Buchholz even organized the first five years of her career to allow her to take trips with MMF, working as an on-call pharmacist.
“Since I was involved with Medical Missions before I graduated, I knew when I got done that I was going to have to figure out my career path to facilitate my desire to do medical mission work,” she said.
Beasley began working with MMF to help the foundation train firefighters and teach the public what to do in the case of burns.
He began working as a volunteer firefighter where he grew up in California, gaining experience fighting wildfires and earning a degree in fire science. However, he couldn’t find a full-time job in the area, so he moved to Missouri to be near his father and got his first job with a fire department near the Lake of the Ozarks.
He then moved to the Kansas City area to take a job in Merriam before joining the Kansas City Kansas Fire Department, where he got involved with the Midwest Regional Burns Foundation. It was through the burn foundation that he learned about MMF, which was looking for volunteers because doctors were seeing a lot of burns on Romanian children due to accidents with small stove.
“So we just started at the bare roots of stop, drop and roll, and get low and get out, and what to do in case you get burned, because they seriously are still thinking you should put oil on it or put salt on it if you get burned,” Beasley said.
Beasley quickly made a commitment to go on more medical missions trips and found support from his department, which has worked with him to allow the necessary time off and has donated materials to the effort.
“It’s a great thing that they’re doing,” he said. “They always tell me I’m doing a good job, and I think it is (important), but I see what they do, and it’s amazing — the doctors, the surgeons.”
Both Beasley and Buchholz decided to continue with missions despite the expense.
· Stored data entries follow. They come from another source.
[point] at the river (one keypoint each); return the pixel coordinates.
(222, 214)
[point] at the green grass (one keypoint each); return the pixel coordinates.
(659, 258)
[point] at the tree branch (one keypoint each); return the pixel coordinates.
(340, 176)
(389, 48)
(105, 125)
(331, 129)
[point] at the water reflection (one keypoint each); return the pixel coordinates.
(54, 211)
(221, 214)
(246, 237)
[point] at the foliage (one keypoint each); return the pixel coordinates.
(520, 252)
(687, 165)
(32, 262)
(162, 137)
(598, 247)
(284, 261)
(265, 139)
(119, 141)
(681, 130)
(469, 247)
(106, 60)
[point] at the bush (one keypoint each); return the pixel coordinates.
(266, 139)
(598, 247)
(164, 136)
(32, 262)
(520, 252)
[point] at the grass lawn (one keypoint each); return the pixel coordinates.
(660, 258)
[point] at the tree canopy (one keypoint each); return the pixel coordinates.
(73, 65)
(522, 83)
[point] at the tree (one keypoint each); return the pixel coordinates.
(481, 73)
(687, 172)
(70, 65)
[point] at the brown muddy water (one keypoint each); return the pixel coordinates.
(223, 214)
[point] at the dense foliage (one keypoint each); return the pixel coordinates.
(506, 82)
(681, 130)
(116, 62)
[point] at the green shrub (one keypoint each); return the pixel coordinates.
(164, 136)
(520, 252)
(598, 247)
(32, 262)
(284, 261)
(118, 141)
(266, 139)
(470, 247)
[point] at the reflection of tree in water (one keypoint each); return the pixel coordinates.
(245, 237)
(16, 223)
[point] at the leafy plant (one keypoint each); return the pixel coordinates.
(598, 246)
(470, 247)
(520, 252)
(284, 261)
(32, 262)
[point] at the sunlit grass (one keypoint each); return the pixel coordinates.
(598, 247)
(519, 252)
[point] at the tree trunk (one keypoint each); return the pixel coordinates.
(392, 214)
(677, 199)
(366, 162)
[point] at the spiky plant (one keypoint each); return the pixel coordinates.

MMF sets a cost for each trip — generally $2,000 to $2,500, including transportation and food. The foundation provides a few grants for up to 50 percent of the cost, but otherwise, each participant is responsible for covering the cost of the trip.
Their participation increased once they began dating. They met on Beasley’s first trip to Romania but were friends. At the time, Buchholz lived in Colorado and Beasley in Bonner Springs, so they only saw each other on missions trips and once when Beasley was on a ski trip in Colorado.
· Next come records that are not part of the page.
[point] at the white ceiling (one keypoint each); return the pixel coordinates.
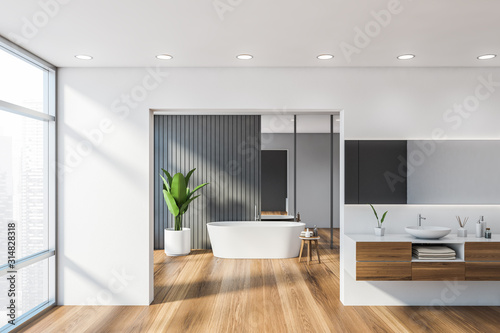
(279, 33)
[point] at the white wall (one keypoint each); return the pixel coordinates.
(104, 188)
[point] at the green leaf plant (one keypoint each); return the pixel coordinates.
(177, 195)
(379, 222)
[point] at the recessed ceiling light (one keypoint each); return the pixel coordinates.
(325, 57)
(83, 57)
(244, 56)
(164, 56)
(487, 56)
(406, 56)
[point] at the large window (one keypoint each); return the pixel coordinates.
(27, 186)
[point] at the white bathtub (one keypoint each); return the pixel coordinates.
(255, 240)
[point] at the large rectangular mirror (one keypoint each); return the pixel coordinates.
(453, 172)
(423, 172)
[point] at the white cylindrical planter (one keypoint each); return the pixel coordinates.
(177, 242)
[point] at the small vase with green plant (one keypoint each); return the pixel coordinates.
(379, 230)
(178, 197)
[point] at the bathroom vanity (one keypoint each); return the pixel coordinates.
(389, 258)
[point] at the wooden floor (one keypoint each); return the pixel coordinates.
(200, 293)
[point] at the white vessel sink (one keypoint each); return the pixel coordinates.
(428, 232)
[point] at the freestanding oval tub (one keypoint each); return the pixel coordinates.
(255, 240)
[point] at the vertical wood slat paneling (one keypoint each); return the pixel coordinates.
(225, 150)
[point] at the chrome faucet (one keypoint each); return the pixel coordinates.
(420, 218)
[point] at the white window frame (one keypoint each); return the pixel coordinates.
(49, 116)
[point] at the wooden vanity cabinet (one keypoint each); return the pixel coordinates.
(383, 261)
(482, 261)
(392, 261)
(438, 271)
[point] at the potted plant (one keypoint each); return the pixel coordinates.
(178, 197)
(379, 230)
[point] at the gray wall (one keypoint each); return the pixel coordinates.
(454, 172)
(225, 150)
(313, 175)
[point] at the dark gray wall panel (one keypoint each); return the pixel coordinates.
(225, 150)
(380, 179)
(274, 173)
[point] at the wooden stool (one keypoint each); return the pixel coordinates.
(309, 240)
That changed on a shared mission in 2010.
“That last mission we just started talking,” Beasley said. “Then she came back to visit me, and I went to visit her.”
They began taking two trips each year together — in addition to Romania, Buchholz helped Beasley find foundation work in Uganda, where he teaches firefighters and the public the best methods for treating burns and responding to common lightening-strike wild fires.
Working in the war-torn country was another eye-opener for Beasley.
“I got back from Romania and thought, ‘Oh, we’re lucky to be here in America,’ but then we got to Uganda, and that went to a whole other level,” Beasley said.
In 2011, Beasley convinced Buchholz to move to Bonner Springs with him, and she was able to find a position with the pharmacies at four of Queen’s Price Chopper’s stores, including the Bonner Springs location, that allows her to take time off for MMF trips.
Last July, while on an MMF trip in Romania, Beasley proposed. They married May 4.
But they don’t plan to let married life interrupt their dedication to making at least one trip a year with MMF — they will return in September to Uganda.
“I think it will always be something that we do,” Buchholz said. “It would be hard to ever walk away from it, and that’s something that I don’t ever see happening.”